The new movie “The Intern” stars Robert De Niro as a seasoned citizen who joins an e-commerce company as, yes, an intern. Turns out De Niro’s Ben Whittaker has something to offer virtually everyone in the office. It’s a heartfelt ode to a generation often cast aside in our culture.
Matt is the personification of so many dads I’ve met over the last few years, particularly those gathered over the weekend in Raleigh for the annual At Home Dads Convention. They’re willing to take on full-time parenting, no questions asked, and they’re crushing it. These dads are smart, driven and focused on being the best parents possible. And they’re also a mite touchy when our culture suggests it’s women’s work to stay home with the children. It’s hard to blame them given their sacrifices and dedication.
What’s depressing about “The Intern” is both Matt’s story arc and the critical reaction to his character.

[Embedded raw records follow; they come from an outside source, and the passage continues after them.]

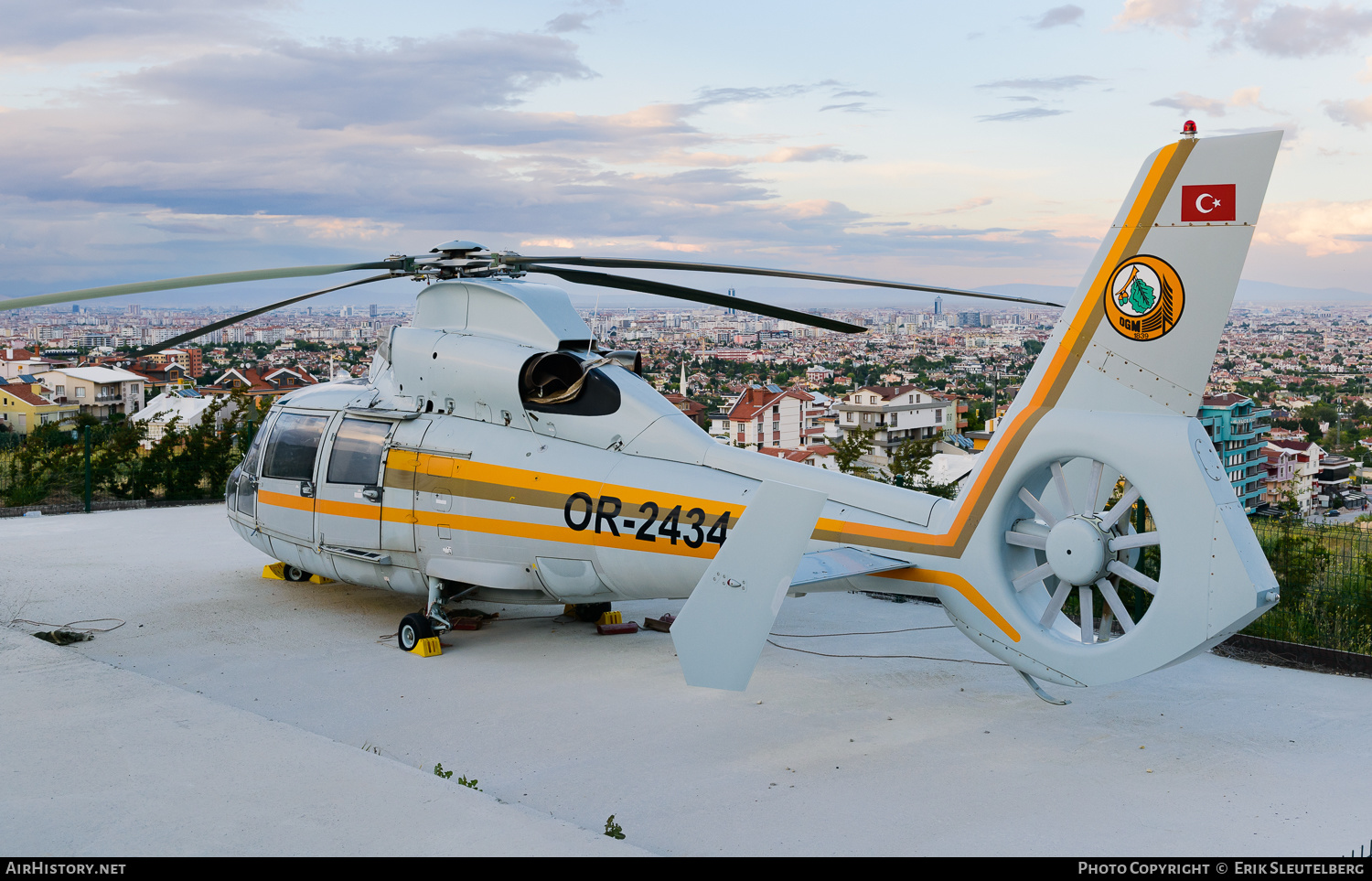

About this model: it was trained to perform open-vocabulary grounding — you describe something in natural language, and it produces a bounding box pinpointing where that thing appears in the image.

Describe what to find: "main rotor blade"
[0,261,401,312]
[132,272,397,359]
[501,254,1062,308]
[529,265,867,334]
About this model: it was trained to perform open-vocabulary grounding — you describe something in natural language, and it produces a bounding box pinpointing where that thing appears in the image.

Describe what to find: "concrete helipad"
[0,507,1372,855]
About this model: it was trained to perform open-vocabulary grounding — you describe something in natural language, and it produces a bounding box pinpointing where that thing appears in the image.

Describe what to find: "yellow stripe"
[877,570,1020,642]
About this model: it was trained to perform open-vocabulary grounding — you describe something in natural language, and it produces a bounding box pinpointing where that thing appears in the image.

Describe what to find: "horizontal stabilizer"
[790,548,911,589]
[672,482,829,692]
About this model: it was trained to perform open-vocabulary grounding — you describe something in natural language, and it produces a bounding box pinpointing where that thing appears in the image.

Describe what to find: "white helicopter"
[0,125,1281,703]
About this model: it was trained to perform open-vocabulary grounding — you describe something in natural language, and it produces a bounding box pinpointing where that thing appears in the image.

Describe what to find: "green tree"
[834,428,877,480]
[884,438,958,499]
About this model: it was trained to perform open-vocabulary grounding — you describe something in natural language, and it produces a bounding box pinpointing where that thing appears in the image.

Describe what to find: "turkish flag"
[1182,184,1235,224]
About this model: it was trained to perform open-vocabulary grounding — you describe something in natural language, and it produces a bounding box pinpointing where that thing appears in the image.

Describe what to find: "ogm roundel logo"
[1105,254,1185,342]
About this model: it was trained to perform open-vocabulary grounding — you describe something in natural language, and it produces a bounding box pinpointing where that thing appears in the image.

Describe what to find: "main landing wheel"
[395,612,434,652]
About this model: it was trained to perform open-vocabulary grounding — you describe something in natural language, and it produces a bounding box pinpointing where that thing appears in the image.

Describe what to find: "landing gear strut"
[395,612,434,652]
[397,578,477,652]
[575,603,609,625]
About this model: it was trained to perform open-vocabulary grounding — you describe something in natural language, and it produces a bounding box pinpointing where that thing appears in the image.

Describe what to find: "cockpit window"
[329,419,391,486]
[263,414,329,480]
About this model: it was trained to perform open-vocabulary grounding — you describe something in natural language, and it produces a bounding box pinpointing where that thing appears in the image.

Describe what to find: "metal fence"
[1243,518,1372,655]
[0,424,252,516]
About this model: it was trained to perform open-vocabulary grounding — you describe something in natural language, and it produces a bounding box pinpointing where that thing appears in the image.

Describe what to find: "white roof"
[44,368,148,383]
[129,392,217,425]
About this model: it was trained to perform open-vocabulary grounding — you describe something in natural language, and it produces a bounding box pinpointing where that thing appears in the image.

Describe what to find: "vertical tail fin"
[1004,132,1281,424]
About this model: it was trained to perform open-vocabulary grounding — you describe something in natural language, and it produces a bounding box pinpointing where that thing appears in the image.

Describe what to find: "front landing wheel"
[395,612,434,652]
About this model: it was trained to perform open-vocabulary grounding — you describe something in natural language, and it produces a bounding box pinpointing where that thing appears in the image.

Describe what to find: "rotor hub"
[1045,515,1110,585]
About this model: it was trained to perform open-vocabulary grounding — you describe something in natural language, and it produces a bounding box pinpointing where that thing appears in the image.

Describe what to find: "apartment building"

Roughly two-thirds into the movie we learn that Matt is having an affair. Suddenly, this progressive father isn’t all he appears to be. In fact, it’s clear he feels disconnected with his wife and, rather than do all he can to reclaim their bond, he steps out on their marriage. How … 1978.
Now that affair certainly adds drama to the film’s third act. It also speaks to the stereotype that a stay-at-home dad doesn’t think his job is important enough. He needs … something more, and it doesn’t come from under their roof.
It’s rare to see a stay-at-home dad given so much attention on screen. The lackluster reality show “Modern Dads” tried to give these fathers their well-deserved close-up. The show only lasted a season. So we finally see a truly modern dad on screen, and he’s far from the role model type.
What’s equally interesting is how some film critics are assessing Matt’s character. One dubbed Matt “emasculated.” Another, from L.A. Weekly, hit the same discordant note:
As if that weren’t enough, her seemingly awesome but also undeniably emasculated stay-at-home-dad husband (Anders Holm) may not be staying at home as much as she thinks.
Hmm. Are critics responding to what’s on screen, or are they projecting what they feel about fathers who stay home to watch their children while Mommy goes off to work?
How about it, Dads? Have you seen “The Intern?” Are the critics right … or is this simply one character in a sea of Hollywood stories?